MILAN — Lackluster sales in Europe hurt Marcolin SpA’s profitability and sales in the first nine months of 2012. In the period ended Sept. 30, net profit dropped 32.4 percent to 11.7 million euros, or $15 million, from 17.3 million euros, or $24.2 million, in the same period last year.
Revenues decreased 3.6 percent to 162.5 million euros, or $208 million, from 168.6 million euros, or $236 million.
Chief executive officer and general manager Giovanni Zoppas highlighted the “medium-term investments” in the expansion of the U.S. and the Far East regions. “The satisfactory results achieved in those areas confirm our expectations of the group’s future growth,” said Zoppas.
In the nine months, sales were up 14 percent in the U.S. and 4.9 percent in Asia, led by Japan, China, Indonesia and Korea.

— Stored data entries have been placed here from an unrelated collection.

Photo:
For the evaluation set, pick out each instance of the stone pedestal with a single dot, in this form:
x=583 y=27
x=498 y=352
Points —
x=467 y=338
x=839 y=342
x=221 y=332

The rest-of-world area showed a 3.7 percent gain, boosted by the Arab Emirates, South America and Canada. Europe posted a 14.5 percent drop, hit by those countries that were more affected by weak internal demand, particularly in the Mediterranean area.
The company — which produces and distributes eyewear collections for a number of brands, including Tom Ford, Balenciaga, DSquared2, Roberto Cavalli and Swarovski, along with its house labels Marcolin and Web Eyewear — has opened a new showroom in Hong Kong and has been investing in Asia in resources, sales and marketing. It is also strengthening its sales division in Brazil.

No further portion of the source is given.